Die Deutsche Gesellschaft für Ernährung (DGE) empfiehlt eine tägliche Salzzufuhr von maximal sechs Gramm. Diese Menge deckt den Bedarf an Natrium, einem wichtigen Mineralstoff für den Körper, bereits vollständig ab. Ein zusätzlicher Salzkonsum durch gesalzenes Trinkwasser erhöht das Risiko einer Überschreitung dieser empfohlenen Menge erheblich.
Zwar kann ein minimaler Salzzusatz im Wasser, insbesondere bei starkem Schwitzen oder sportlicher Betätigung, den Elektrolythaushalt unterstützen. Die hierfür benötigte Menge ist jedoch verschwindend gering und wird in der Regel durch eine ausgewogene Ernährung abgedeckt. Das gezielte Salzen von Trinkwasser im Alltag ist daher nicht notwendig und kann sogar gesundheitsschädlich sein.

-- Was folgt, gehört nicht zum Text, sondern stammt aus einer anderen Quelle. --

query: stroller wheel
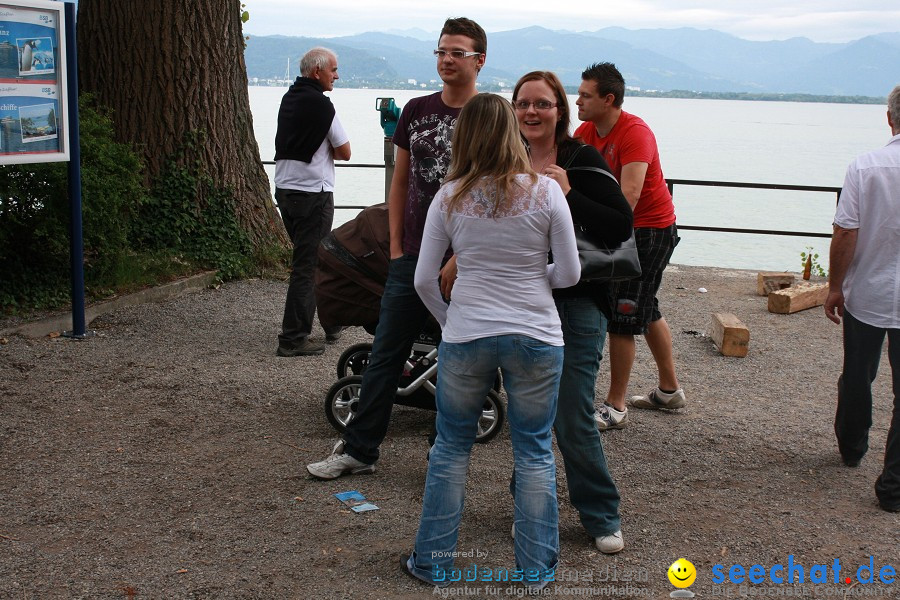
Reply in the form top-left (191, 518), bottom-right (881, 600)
top-left (337, 343), bottom-right (372, 379)
top-left (325, 375), bottom-right (362, 433)
top-left (475, 390), bottom-right (506, 444)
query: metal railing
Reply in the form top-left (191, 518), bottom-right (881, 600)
top-left (666, 179), bottom-right (841, 238)
top-left (263, 160), bottom-right (841, 238)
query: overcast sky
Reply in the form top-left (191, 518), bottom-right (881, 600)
top-left (243, 0), bottom-right (900, 42)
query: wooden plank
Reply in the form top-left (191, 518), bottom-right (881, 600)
top-left (756, 271), bottom-right (796, 296)
top-left (769, 283), bottom-right (828, 315)
top-left (709, 313), bottom-right (750, 357)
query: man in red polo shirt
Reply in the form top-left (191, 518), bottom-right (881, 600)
top-left (575, 63), bottom-right (685, 430)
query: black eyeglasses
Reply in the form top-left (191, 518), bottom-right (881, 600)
top-left (513, 100), bottom-right (559, 110)
top-left (434, 50), bottom-right (482, 60)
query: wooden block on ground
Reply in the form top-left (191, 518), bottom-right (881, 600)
top-left (769, 283), bottom-right (828, 315)
top-left (709, 313), bottom-right (750, 357)
top-left (756, 271), bottom-right (795, 296)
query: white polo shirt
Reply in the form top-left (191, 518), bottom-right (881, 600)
top-left (275, 114), bottom-right (350, 192)
top-left (834, 135), bottom-right (900, 329)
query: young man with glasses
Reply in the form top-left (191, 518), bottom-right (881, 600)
top-left (306, 17), bottom-right (487, 479)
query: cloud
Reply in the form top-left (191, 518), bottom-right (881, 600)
top-left (245, 0), bottom-right (900, 42)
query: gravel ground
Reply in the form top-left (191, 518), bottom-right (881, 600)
top-left (0, 266), bottom-right (900, 600)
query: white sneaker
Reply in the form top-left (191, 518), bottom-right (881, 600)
top-left (631, 388), bottom-right (685, 410)
top-left (306, 440), bottom-right (375, 479)
top-left (594, 529), bottom-right (625, 554)
top-left (594, 402), bottom-right (628, 431)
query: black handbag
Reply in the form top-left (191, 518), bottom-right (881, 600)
top-left (566, 158), bottom-right (641, 281)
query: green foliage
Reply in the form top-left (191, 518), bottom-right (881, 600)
top-left (0, 95), bottom-right (144, 310)
top-left (135, 131), bottom-right (252, 279)
top-left (800, 246), bottom-right (828, 277)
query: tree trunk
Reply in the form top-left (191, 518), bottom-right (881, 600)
top-left (78, 0), bottom-right (287, 247)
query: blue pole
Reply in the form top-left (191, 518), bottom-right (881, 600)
top-left (64, 2), bottom-right (86, 338)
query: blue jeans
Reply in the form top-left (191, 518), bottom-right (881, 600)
top-left (510, 298), bottom-right (621, 538)
top-left (411, 335), bottom-right (563, 588)
top-left (344, 254), bottom-right (430, 464)
top-left (834, 310), bottom-right (900, 509)
top-left (553, 298), bottom-right (620, 537)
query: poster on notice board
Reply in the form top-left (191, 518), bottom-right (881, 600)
top-left (0, 0), bottom-right (69, 165)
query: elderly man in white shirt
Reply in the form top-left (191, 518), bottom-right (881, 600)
top-left (825, 85), bottom-right (900, 512)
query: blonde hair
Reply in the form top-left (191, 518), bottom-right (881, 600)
top-left (444, 94), bottom-right (537, 215)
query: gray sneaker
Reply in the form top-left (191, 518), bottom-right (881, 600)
top-left (631, 388), bottom-right (685, 410)
top-left (594, 402), bottom-right (628, 431)
top-left (306, 440), bottom-right (375, 479)
top-left (325, 327), bottom-right (344, 344)
top-left (275, 338), bottom-right (325, 356)
top-left (594, 529), bottom-right (625, 554)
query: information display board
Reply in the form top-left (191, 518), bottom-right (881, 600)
top-left (0, 0), bottom-right (69, 165)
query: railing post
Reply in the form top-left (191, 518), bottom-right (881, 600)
top-left (384, 136), bottom-right (394, 202)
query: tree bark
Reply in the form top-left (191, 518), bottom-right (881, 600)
top-left (77, 0), bottom-right (287, 247)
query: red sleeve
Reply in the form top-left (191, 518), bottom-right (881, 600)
top-left (616, 123), bottom-right (656, 166)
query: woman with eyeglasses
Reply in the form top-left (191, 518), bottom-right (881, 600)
top-left (403, 94), bottom-right (581, 589)
top-left (512, 71), bottom-right (633, 554)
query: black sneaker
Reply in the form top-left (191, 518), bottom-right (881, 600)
top-left (275, 338), bottom-right (325, 356)
top-left (325, 327), bottom-right (344, 344)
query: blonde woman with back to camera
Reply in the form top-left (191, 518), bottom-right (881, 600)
top-left (403, 94), bottom-right (581, 589)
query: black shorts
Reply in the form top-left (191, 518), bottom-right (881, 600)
top-left (607, 225), bottom-right (681, 335)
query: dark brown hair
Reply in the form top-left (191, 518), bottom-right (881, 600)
top-left (581, 63), bottom-right (625, 108)
top-left (438, 17), bottom-right (487, 54)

Ein dauerhaft erhöhter Salzkonsum steht im Zusammenhang mit Bluthochdruck, einem Risikofaktor für Herz-Kreislauf-Erkrankungen. Auch die Nieren können durch eine übermäßige Salzbelastung in Mitleidenschaft gezogen werden.
Anstatt das Trinkwasser zu salzen, ist es deutlich sinnvoller, auf eine ausgewogene Ernährung mit ausreichend Obst, Gemüse und Vollkornprodukten zu achten. Diese Lebensmittel liefern wichtige Mineralstoffe, inklusive Natrium, in der richtigen Dosierung und tragen zu einem gesunden Elektrolythaushalt bei.
Durst lässt sich am besten mit reinem Wasser stillen. Bei sportlicher Betätigung oder starkem Schwitzen können spezielle Elektrolytgetränke, die neben Natrium auch andere wichtige Mineralstoffe enthalten, sinnvoll sein. Von einem regelmäßigen Salzen des Trinkwassers ist jedoch abzuraten. Im Zweifel konsultieren Sie Ihren Arzt oder eine Ernährungsberatung, um die für Sie optimale Flüssigkeits- und Elektrolytzufuhr zu bestimmen. Vertrauen Sie nicht auf ungesicherte Gesundheitstipps aus dem Internet, sondern lassen Sie sich von Experten beraten.